The book consists of seven stories, all first-person narratives of young women trying to survive in the 1980’s.
“Days,” one of the most affecting stories in the book, is quintessential Eisenberg. It is the exercise journal of a woman who, having put on twenty pounds as a result of giving up smoking, lets a friend talk her into joining the YMCA.
The diary describes the narrator’s repeated forays into this frightening terra incognita, each visit representing a major triumph over her overwhelming desire to hide out in her apartment with the curtains drawn.
Mastery of the most trivial routines--using the locker, buying tube socks, or running three consecutive laps around the track--is an event to celebrate, but instead of offering encouragement, the regulars go out of their way to dish out devastating put-downs and back-handed compliments. The outsider’s desperate need to belong is matched by the insider’s equally desperate need to keep others out.
The other stories offer variations on this basic theme: teenage girls imitating the rituals of womanhood, mistresses trying to participate in the life-styles of their uncommunicative lovers sophisticates determined to stay on the cutting edge of fashion.
The title suggests the strong thematic unity of the book: All of Eisenberg’s characters are aliens who struggle, mostly unsuccessfully, with rules they do not understand.

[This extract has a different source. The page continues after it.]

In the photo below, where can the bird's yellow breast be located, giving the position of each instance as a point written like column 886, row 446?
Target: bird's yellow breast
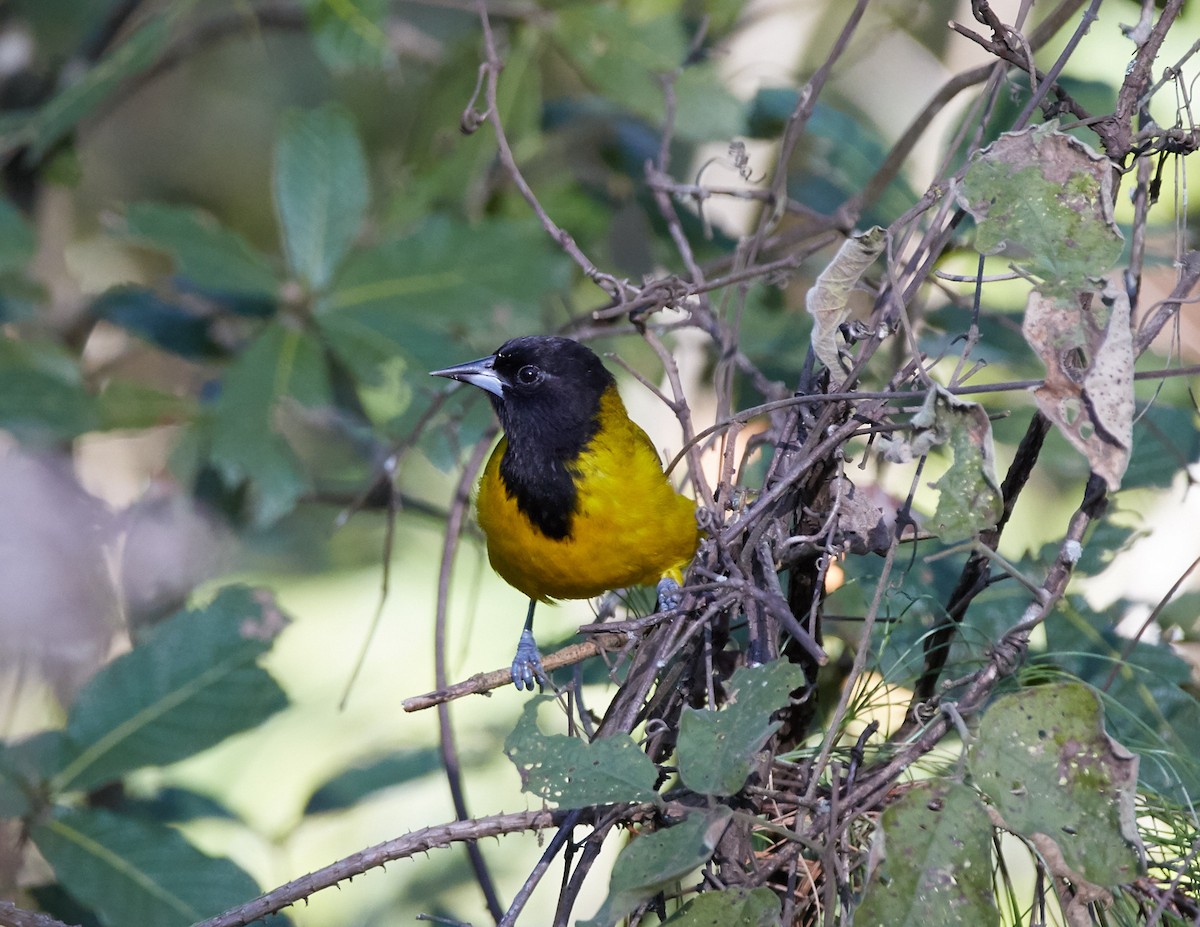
column 629, row 526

They are like the helpless tourist who ends up holding out a handful of strange coins to the grinning taxicab driver. While her clean and lucid prose style resembles that of other masters of the modern idiom--Tobias Wolff or Ann Beattie, for example--Eisenberg’s unusually coherent point of view makes this collection a real literary find, and one deserving of the widest possible audience.